WEDNESDAY, July 31, 2002 (HealthDayNews) -- Researchers from the University of Missouri-Columbia may soon be able to offer hope to couples struggling to conceive a child.

That hope comes in the form of a new test that can identify sperm with high levels of a protein believed to be found in defective sperm, the researchers report in the current issue of Human Reproduction.

"This study provides evidence that increased levels of this protein are linked to infertility," says the study's lead author, Peter Sutovsky, an assistant professor of animal sciences and clinical obstetrics and gynecology at the University of Missouri-Columbia.

Sutovsky says as many as 15 percent of all couples trying to have a baby in the United States are infertile. Male infertility is responsible for about half the cases, he adds.

But in 20 percent of all infertility cases, the cause is never discovered, according to Sutovsky.

Those are the cases where he thinks this new test will be most useful.

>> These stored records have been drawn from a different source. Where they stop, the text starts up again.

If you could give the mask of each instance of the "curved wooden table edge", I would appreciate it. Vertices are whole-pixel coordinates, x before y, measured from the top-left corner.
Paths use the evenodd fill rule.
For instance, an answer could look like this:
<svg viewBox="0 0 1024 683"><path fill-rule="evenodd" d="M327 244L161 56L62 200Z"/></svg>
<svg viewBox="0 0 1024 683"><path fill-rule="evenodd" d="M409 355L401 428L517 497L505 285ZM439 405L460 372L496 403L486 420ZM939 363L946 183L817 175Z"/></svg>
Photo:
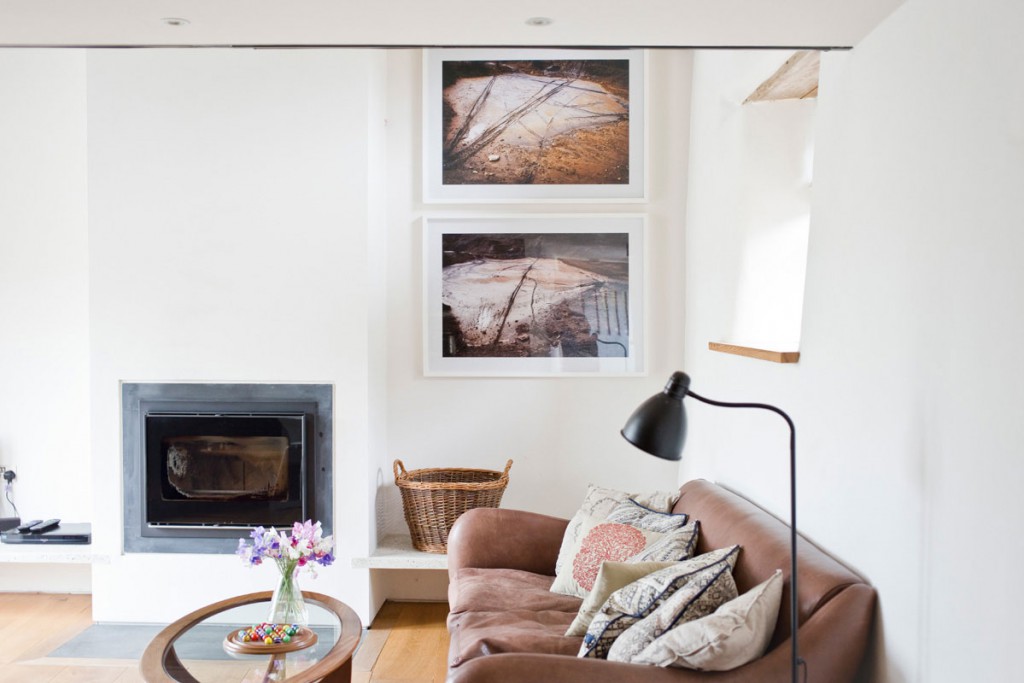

In the current study, the researchers tested sperm samples from 13 men. Eight were fertile men and five were infertile due to a disorder known as stump tail syndrome. Tails are the "motors that drive the sperm," says Sutovsky. So, when sperm tails are abnormally short -- as they are in stump tail syndrome -- the sperm have no motility, and therefore are unable to fertilize an egg.

Sutovsky and his colleagues found that sperm from the infertile men had much higher levels of a protein called ubiquitin than did the sperm of the fertile men.

The researchers hope that by testing for ubiquitin, they will be able to detect abnormal sperm that have no obvious defects. Sutovsky says the test could be particularly useful for couples undergoing in vitro fertilization or intracytoplasmic sperm injection -- the procedure in which a single sperm is injected into an egg.

Testing for ubiquitin could help improve the success rates of those procedures because only healthy sperm would be selected.

Sutovsky says the cost of the test won't be that high. But it will be six months or more before it might become available.

Michael Stahler, director of the In Vitro Fertilization Lab at William Beaumont Hospital in Royal Oak, Mich., feels that while the test may prove useful in the future, much more research remains to be done.

"This study is an interesting beginning, but there were not a lot of patients involved," he says. "It may eventually prove to be a marker that explains some unexplained infertility."